Sunday’s prompt was to write a rejection poem. Too many tired cliches came to my mind but in poetry, love and rejection go together like bread and . . . .
I’m not going there. Cliche, cliche, cliche. They are kind of like six-letter, four-letter words. Stear clear of them in poetry.

“He had a blond Martin”

He had a blond Martin with a pick-up,
I fell in love

with its mahogany aroma,
just thinking of it makes me kind of
warm and mellow all over again.

He used to chew a Fender guitar pick
until it snapped.

He played Stairway to Heaven with a broken
Gibson bronze high E and it sounded like
the Gilligan theme song.

He had a blond Martin with a pick-up.

He was dynamite and lemon, me guessing
at him–one day ruckus, the next bitter,

I fell in love with its mahogany aroma.

He bathed in musky sweat of blues and rock
blending hoarse vocals with reverb and bass.
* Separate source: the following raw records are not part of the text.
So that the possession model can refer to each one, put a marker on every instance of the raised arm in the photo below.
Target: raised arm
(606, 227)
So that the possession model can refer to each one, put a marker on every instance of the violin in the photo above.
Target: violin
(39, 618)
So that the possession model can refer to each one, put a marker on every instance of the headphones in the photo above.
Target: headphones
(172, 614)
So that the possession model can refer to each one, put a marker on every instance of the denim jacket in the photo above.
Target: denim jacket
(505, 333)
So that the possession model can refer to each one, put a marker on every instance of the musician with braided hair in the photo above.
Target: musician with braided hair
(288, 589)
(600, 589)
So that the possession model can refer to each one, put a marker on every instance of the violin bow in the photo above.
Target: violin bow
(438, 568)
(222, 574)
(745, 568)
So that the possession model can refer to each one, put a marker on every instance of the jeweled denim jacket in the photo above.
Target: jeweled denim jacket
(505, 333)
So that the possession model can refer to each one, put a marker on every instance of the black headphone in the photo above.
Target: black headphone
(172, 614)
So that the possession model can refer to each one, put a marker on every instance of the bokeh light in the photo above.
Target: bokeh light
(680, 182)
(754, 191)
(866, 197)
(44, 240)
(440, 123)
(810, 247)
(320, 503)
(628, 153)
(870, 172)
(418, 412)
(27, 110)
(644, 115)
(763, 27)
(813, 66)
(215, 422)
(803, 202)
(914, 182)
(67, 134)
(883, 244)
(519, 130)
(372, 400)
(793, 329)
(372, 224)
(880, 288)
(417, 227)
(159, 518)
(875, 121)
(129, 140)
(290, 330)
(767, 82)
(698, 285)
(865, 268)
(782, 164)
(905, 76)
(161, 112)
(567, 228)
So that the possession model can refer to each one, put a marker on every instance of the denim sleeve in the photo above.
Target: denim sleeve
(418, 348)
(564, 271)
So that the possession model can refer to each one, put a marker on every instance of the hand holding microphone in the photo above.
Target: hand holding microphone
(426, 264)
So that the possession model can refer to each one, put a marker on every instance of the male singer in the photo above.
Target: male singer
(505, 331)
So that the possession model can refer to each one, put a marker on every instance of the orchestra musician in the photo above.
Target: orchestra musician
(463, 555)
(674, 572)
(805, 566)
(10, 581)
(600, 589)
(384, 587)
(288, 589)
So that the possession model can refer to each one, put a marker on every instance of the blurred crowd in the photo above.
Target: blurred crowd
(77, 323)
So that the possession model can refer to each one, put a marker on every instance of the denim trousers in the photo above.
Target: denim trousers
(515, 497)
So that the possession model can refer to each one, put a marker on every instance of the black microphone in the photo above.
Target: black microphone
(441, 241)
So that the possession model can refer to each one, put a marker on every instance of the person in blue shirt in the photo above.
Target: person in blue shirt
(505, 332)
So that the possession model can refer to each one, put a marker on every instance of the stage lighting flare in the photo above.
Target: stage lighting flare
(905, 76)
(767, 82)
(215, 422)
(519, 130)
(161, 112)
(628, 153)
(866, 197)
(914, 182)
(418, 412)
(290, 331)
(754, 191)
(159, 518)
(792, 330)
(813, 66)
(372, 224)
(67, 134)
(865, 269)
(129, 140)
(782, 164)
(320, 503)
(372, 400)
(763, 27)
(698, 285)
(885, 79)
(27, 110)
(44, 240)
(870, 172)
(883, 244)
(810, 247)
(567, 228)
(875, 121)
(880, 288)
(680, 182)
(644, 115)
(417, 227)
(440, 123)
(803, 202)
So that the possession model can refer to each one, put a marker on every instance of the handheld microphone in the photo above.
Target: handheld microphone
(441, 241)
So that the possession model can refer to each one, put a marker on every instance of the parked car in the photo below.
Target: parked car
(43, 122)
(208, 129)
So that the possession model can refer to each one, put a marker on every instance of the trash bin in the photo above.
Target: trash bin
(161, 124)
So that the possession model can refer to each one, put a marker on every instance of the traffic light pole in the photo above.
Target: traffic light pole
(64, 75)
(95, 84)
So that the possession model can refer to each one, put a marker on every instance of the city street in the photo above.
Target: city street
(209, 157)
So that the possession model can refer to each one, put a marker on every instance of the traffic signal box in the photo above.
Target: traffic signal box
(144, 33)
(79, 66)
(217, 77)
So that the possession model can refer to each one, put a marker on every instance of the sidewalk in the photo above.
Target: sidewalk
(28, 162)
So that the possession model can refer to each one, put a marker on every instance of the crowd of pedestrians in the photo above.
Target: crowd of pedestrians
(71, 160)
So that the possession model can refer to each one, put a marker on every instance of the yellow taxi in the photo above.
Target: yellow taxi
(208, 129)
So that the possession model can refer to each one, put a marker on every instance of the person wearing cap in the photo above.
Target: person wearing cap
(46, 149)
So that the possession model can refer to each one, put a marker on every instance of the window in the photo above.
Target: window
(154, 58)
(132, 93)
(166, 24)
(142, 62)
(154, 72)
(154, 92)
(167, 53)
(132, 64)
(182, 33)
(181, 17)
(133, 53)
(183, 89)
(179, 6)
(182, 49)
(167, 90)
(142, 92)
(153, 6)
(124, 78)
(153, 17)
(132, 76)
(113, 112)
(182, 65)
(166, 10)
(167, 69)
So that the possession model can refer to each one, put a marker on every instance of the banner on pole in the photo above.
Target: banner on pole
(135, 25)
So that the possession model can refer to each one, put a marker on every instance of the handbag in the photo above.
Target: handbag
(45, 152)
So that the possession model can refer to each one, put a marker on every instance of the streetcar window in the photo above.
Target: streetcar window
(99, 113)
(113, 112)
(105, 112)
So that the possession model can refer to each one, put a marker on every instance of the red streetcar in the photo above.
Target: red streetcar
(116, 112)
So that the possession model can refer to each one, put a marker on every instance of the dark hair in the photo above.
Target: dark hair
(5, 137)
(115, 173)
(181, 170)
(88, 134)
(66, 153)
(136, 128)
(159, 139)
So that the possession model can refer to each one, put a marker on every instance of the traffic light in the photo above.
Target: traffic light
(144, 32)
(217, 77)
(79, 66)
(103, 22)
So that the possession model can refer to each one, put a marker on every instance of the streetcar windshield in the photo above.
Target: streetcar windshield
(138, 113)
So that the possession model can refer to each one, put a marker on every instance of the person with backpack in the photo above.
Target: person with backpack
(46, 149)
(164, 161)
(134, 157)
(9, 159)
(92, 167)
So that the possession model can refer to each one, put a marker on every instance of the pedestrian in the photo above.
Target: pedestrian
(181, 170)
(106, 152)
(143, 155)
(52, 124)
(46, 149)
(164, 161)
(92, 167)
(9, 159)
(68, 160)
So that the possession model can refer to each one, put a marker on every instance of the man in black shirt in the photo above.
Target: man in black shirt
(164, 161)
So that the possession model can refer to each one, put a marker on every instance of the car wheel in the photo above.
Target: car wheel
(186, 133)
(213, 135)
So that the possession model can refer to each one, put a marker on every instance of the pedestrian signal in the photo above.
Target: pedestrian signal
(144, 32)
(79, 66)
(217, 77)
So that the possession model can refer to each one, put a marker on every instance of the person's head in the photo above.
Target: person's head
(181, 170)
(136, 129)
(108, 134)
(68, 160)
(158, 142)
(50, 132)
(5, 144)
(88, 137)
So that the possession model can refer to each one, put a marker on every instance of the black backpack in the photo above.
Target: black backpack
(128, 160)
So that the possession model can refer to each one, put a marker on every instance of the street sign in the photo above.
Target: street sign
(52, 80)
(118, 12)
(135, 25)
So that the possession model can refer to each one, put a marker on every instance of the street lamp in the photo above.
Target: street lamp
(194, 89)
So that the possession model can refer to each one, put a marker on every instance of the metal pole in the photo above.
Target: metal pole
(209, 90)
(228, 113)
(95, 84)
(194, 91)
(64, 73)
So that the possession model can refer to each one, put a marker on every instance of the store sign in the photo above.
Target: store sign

they amplified a used Guild tight and lady-like making
me sound like a cross between leather and a gazelle.

He kept me guessing as to which he thought
I was.

I fell in love.

He didn’t.

(photo courtesy stock.xchng)






“I’ll believe it when I hear . . . ”

I admit it. I was stumped for last week’s prompt from Poetic Asides. We were suppose to write a poem with this title:
“I’ll believe it when . . . ”

Everything I thought of was incredibly boring or simply dumb. Just like that last sentence. There are imaginings that are brilliant and there are those that belong in the trash. I blame it all on my toothache. So, five days and one dentist appointment later, here it is:

“I’ll believe it when I hear . . . ”

your footprints recede
in the sand;

when your final steps fade
like evening,

then I’ll believe
you have finally heard me,
then I’ll believe that letting go
has become your new passion
of control;

and only then will I be free
to bask in my solitude

without fear.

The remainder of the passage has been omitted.